The traditional way for a turn based RPG to handle this sort of thing is to just introduce front and back rows. Only front rows can be damaged or deal damage with physical attacks, while ranged attacks can hit both rows. (In some variations the front/back row thing ends up just being a defense bonus instead of completely disabling targeting). There’s a lot of problems with using this solution directly though: our art isn’t really set up for it (though we can cheat by using offsets to imply it), it requires players to set up their rows every time they form a party, it’s very much built around heavily defined roles in combat which becomes difficult to support in a game where 4v4 and 1v1 battles are expected to co-exist, etc.

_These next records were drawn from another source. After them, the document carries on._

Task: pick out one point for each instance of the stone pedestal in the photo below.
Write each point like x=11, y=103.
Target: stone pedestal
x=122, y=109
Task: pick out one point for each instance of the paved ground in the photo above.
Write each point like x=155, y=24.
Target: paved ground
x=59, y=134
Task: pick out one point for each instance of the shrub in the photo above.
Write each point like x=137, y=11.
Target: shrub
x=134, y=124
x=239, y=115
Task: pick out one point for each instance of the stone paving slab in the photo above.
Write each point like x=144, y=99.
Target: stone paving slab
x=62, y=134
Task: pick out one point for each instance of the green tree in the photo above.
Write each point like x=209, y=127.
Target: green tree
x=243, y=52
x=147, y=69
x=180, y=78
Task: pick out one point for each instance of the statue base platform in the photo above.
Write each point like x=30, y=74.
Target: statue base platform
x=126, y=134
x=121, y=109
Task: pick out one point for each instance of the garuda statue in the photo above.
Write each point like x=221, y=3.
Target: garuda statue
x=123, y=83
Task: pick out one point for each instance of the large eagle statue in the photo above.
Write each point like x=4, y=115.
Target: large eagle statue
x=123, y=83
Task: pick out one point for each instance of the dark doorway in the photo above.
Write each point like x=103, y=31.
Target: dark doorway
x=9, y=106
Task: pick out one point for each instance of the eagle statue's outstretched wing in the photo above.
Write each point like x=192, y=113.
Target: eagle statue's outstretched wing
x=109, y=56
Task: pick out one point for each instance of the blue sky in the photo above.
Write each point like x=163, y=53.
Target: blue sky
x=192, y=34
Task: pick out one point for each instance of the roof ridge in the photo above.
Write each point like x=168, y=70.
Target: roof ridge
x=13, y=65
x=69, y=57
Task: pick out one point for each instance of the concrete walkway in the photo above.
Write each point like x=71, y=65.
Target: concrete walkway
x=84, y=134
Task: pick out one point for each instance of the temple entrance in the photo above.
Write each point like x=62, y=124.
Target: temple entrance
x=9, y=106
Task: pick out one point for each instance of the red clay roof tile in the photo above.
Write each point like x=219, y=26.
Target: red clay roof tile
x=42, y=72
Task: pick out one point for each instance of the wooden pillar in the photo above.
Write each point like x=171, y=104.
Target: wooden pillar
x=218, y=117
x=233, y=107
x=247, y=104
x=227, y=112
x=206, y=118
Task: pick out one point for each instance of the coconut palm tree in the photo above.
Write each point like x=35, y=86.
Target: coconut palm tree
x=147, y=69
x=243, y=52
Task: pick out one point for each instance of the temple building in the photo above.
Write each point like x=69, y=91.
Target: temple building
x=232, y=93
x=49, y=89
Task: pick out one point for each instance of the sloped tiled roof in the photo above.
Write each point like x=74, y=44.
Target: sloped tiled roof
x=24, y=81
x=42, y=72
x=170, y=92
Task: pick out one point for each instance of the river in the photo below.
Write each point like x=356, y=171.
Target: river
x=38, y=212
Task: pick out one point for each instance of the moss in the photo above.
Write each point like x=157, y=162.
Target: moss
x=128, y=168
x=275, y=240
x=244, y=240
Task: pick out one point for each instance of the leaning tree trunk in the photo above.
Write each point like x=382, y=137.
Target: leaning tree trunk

Alternately we could adopt a threat system that has become common place in real time RPGs (I’m actually not sure a turn based positionless RPG has ever used this type of system?). While typically a strictly AI system, I’d probably make it equally relevant in PVP (since this system is used largely in real time RPGs they usually substitute threat for position and being a nuisance, but since we have no positions the threat system would continue to act as a substitute). Lots of ways to build this- either only high threat sources can be targeted, or having low threat grants a heavy defense bonus. Makes more sense with our visuals. Potentially injects a lot of strategy into a game that is relatively low on that right now.

3. Dealing with Damage

Of course even when we implement one of the above systems to cope with focus fire, we still have problems going between 1v1 and 4v4. If we build a tank designed around withstanding the focus fire of 4 other characters, then they’ll be practically invincible in 1v1 (albeit take more turns to kill their enemy, and have a bunch of threat management abilities that are now useless in 1v1). In theory we could do stuff like multiply damage output by 4 for 1v1 to make up for it, but that doesn’t seem right. It’s something I need to think about. It’s a problem that MMOs encounter a lot when dealing with solo vs grouped content, and it usually results in solo content being extremely boring since enemies have to be flatlined to be defeatable by all roles. The solution may be to just have specialized classes exclusive to co-op (and expecting everyone in co-op to always be in a party of at least 2), while making everyone more of a generalist in PVP.